La captation du glucose sanguin par les tissus musculaires et adipeux périphériques s'effectue via des protéines de transport spécifiques, situées dans la membrane cellulaire. Le transport du glucose dans ces tissus constitue l'étape limitante de l'utilisation du glucose. Le glimépiride augmente très rapidement le nombre de molécules de transport du glucose actives dans les membranes plasmiques des cellules musculaires et adipeuses, ce qui stimule la captation du glucose.
Le glimépiride accroît l'activité de la phospholipase C spécifique du glycosyl-phosphatidylinositol, ce qui peut être corrélé à la lipogenèse et à la glycogenèse induites par le médicament dans des cellules adipeuses et musculaires isolées.
Le glimépiride inhibe la production hépatique de glucose en augmentant la concentration intracellulaire de fructose-2,6-bisphosphate, lequel inhibe à son tour la néoglucogenèse.
Généralités
Chez les sujets sains, la dose orale minimale efficace est d'environ 0,6 mg. L'effet du glimépiride est dose-dépendant et reproductible. La réponse physiologique à l'exercice physique aigu, à savoir la diminution de la sécrétion d'insuline, est conservée sous glimépiride.
Aucune différence significative d'effet n'a été observée selon que le médicament était administré 30 minutes ou immédiatement avant un repas. Chez les patients diabétiques, un bon contrôle métabolique sur 24 heures peut être obtenu par une prise quotidienne unique.
Bien que le métabolite hydroxylé du glimépiride ait entraîné une diminution modeste mais significative de la glycémie chez des sujets sains, il ne contribue que pour une part mineure à l'effet global du médicament.

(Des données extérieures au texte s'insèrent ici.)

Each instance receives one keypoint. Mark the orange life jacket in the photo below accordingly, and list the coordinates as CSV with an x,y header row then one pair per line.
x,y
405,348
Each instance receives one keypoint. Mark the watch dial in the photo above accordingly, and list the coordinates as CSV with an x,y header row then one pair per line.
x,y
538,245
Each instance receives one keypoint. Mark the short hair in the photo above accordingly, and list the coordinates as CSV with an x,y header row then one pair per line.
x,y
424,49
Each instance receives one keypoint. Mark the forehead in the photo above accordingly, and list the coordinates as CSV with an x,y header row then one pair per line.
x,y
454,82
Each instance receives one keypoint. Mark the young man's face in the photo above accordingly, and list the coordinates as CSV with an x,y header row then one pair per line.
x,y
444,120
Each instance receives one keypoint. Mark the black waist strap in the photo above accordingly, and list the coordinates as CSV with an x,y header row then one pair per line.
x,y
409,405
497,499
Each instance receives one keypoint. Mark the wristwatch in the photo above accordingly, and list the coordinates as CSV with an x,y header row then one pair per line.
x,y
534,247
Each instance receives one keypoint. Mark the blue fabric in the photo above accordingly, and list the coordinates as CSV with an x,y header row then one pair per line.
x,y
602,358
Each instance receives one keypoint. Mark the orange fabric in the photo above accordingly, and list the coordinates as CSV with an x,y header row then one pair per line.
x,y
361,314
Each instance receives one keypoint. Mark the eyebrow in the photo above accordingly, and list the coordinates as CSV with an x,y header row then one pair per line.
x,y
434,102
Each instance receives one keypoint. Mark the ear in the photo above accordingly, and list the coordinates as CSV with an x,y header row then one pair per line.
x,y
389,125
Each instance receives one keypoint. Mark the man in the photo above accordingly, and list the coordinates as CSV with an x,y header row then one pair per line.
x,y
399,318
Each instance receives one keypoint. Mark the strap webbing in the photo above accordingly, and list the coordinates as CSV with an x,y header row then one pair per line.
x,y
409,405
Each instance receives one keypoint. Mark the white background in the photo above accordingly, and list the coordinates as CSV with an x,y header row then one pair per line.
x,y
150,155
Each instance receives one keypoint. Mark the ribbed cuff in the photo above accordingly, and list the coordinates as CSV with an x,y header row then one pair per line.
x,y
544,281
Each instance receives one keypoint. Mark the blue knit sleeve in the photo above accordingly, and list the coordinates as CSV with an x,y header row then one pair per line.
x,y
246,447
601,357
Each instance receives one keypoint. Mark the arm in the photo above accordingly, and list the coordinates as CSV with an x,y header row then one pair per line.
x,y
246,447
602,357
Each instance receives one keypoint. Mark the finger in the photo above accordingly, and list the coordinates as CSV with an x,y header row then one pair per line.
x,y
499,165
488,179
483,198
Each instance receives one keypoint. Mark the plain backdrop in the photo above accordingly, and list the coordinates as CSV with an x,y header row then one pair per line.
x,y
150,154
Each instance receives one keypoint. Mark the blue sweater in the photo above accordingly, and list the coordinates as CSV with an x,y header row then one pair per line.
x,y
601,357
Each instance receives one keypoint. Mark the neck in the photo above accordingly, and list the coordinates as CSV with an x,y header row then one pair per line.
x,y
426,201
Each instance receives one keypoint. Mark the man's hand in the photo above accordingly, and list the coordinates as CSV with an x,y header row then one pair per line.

Association avec la metformine
L'amélioration du contrôle métabolique par l'association du glimépiride à la metformine, comparativement à la metformine seule, chez des patients insuffisamment contrôlés par la posologie maximale de metformine a été démontrée dans une étude.
Association avec l'insuline
Les données concernant l'association avec l'insuline sont limitées. Chez les patients insuffisamment contrôlés par la posologie maximale de glimépiride, une insulinothérapie concomitante peut être instaurée. Dans deux études, l'association a permis d'obtenir la même amélioration du contrôle métabolique que l'insuline seule ; toutefois, une dose moyenne d'insuline plus faible a été nécessaire en cas d'association.
Populations particulières
Population pédiatrique :
Un essai clinique contrôlé en actif (glimépiride jusqu'à 8 mg/jour ou metformine jusqu'à 2 000 mg/jour) d'une durée de 24 semaines a été conduit chez 285 enfants (âgés de 8 à 17 ans) atteints de diabète de type 2.
Le glimépiride comme la metformine ont entraîné une diminution significative de l'HbA1c par rapport à la valeur initiale (glimépiride -0,95 (SE 0,41) ; metformine -1,39 (SE 0,40)). Cependant, le glimépiride n'a pas atteint les critères de non-infériorité par rapport à la metformine concernant la variation moyenne de l'HbA1c par rapport à la valeur initiale. La différence entre les traitements était de 0,44 % en faveur de la metformine. La limite supérieure (1,05) de l'intervalle de confiance à 95 % de cette différence n'était pas inférieure à la marge de non-infériorité de 0,3 %.
Après traitement par glimépiride, aucun nouveau signal de tolérance n'a été observé chez l'enfant comparativement aux patients adultes atteints de diabète sucré de type 2. Aucune donnée d'efficacité et de tolérance à long terme n'est disponible chez l'enfant.